Description of problem: OSP10 nova is affected by https://bugs.launchpad.net/nova/+bug/1648324: "When cross_az_attach option is set to False and you try to boot an instance with bootable volume created before, InvalidBDM error raised". unfortunately the fix has never landed upstream. It would be great to have this address this in OSP.
https://review.openstack.org/#/c/485257/ has been abandoned. What exactly should be backported?
(In reply to Sven Anderson from comment #1) > https://review.openstack.org/#/c/485257/ has been abandoned. What exactly > should be backported? Hi Sven, sorry maybe backport is not the right wording. It would be great if we could carry that patch in osp10, since it prevents users from pre-provisioning boot volumes. Do you think that would be feasible? thanks Luca
As the nova core developer describes in the abandoned change, there is much doubt that this is the right fix for Newton/OSP10. They suggest to first research the actual problem.

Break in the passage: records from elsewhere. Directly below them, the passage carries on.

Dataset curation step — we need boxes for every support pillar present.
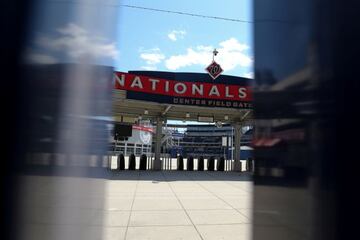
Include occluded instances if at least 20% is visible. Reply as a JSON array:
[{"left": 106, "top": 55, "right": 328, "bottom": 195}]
[
  {"left": 234, "top": 123, "right": 242, "bottom": 172},
  {"left": 154, "top": 118, "right": 162, "bottom": 170}
]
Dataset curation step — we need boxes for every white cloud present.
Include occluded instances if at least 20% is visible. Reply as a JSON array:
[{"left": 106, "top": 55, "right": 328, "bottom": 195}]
[
  {"left": 244, "top": 72, "right": 254, "bottom": 79},
  {"left": 168, "top": 30, "right": 186, "bottom": 41},
  {"left": 140, "top": 53, "right": 165, "bottom": 65},
  {"left": 165, "top": 38, "right": 253, "bottom": 71},
  {"left": 140, "top": 48, "right": 165, "bottom": 70},
  {"left": 25, "top": 53, "right": 58, "bottom": 64},
  {"left": 37, "top": 23, "right": 119, "bottom": 59}
]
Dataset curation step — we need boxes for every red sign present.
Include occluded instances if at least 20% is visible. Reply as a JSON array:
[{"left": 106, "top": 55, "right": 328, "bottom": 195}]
[
  {"left": 115, "top": 72, "right": 252, "bottom": 102},
  {"left": 205, "top": 61, "right": 224, "bottom": 80}
]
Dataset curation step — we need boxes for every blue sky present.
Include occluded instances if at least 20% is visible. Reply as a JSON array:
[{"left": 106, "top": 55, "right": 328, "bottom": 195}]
[
  {"left": 115, "top": 0, "right": 253, "bottom": 76},
  {"left": 25, "top": 0, "right": 253, "bottom": 77}
]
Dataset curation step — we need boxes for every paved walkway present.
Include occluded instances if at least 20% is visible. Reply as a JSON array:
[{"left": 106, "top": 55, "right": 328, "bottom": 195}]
[{"left": 20, "top": 171, "right": 253, "bottom": 240}]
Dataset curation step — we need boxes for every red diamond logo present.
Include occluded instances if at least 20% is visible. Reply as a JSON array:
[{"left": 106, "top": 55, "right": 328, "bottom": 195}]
[{"left": 205, "top": 61, "right": 224, "bottom": 80}]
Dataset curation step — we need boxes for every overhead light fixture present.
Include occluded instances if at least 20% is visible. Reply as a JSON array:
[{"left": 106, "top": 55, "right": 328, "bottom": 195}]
[{"left": 198, "top": 116, "right": 214, "bottom": 122}]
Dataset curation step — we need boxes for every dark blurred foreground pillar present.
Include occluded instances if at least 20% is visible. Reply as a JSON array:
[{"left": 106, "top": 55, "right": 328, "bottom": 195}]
[{"left": 253, "top": 0, "right": 360, "bottom": 240}]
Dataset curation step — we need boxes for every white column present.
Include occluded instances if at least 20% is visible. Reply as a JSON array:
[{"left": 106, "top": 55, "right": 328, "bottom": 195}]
[
  {"left": 234, "top": 123, "right": 242, "bottom": 172},
  {"left": 154, "top": 117, "right": 162, "bottom": 170}
]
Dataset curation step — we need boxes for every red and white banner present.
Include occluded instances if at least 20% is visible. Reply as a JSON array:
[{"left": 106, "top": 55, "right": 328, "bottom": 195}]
[{"left": 115, "top": 72, "right": 252, "bottom": 102}]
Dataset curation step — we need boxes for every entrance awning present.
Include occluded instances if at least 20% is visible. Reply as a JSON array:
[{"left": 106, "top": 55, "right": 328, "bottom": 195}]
[{"left": 252, "top": 138, "right": 281, "bottom": 147}]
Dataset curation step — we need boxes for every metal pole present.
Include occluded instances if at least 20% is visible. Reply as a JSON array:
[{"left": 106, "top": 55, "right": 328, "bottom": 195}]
[
  {"left": 234, "top": 123, "right": 242, "bottom": 172},
  {"left": 154, "top": 117, "right": 162, "bottom": 170}
]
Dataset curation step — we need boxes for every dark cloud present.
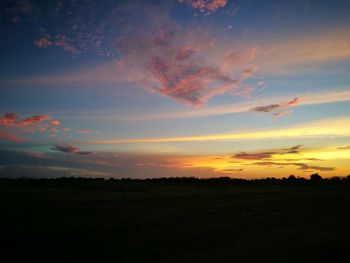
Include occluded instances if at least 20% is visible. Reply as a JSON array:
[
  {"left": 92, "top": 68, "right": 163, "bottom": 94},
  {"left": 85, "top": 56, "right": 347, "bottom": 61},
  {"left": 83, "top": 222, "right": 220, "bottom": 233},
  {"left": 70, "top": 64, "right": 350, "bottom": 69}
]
[
  {"left": 232, "top": 152, "right": 276, "bottom": 160},
  {"left": 0, "top": 113, "right": 50, "bottom": 126},
  {"left": 0, "top": 130, "right": 25, "bottom": 142},
  {"left": 232, "top": 144, "right": 303, "bottom": 160},
  {"left": 253, "top": 161, "right": 335, "bottom": 172}
]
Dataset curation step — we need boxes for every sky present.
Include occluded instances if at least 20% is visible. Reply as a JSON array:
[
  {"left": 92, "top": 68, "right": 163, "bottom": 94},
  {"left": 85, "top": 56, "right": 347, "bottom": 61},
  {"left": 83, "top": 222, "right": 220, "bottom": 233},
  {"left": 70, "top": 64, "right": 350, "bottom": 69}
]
[{"left": 0, "top": 0, "right": 350, "bottom": 179}]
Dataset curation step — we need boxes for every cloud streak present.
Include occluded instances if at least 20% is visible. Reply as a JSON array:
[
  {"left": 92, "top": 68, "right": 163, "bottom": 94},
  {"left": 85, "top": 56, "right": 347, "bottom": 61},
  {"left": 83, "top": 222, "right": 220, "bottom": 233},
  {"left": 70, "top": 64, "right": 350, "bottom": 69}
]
[
  {"left": 51, "top": 145, "right": 92, "bottom": 155},
  {"left": 86, "top": 118, "right": 350, "bottom": 144}
]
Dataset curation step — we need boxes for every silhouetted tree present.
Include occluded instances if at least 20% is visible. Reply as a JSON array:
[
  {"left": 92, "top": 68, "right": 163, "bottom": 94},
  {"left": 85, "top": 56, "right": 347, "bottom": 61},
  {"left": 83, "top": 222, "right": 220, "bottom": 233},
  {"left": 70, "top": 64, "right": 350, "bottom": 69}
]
[
  {"left": 310, "top": 173, "right": 322, "bottom": 182},
  {"left": 288, "top": 174, "right": 297, "bottom": 181}
]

This change could help debugging the problem in Newton: https://review.openstack.org/#/c/493206/. So if you can reproduce this problem, I would suggest to cherry-pick this change and see what the real source of the problem is. If we just blindly cherry-pick an abandoned fix from upstream to downstream, we ignore the reasons why it has been abandoned. It might let the error disappear on the surface, but it could also have other negative effects at the same time. I will close this for now. Please feel free to reopen this bug, if you find further evidence, that this - against the assessment of the upstream developers - is still the right patch.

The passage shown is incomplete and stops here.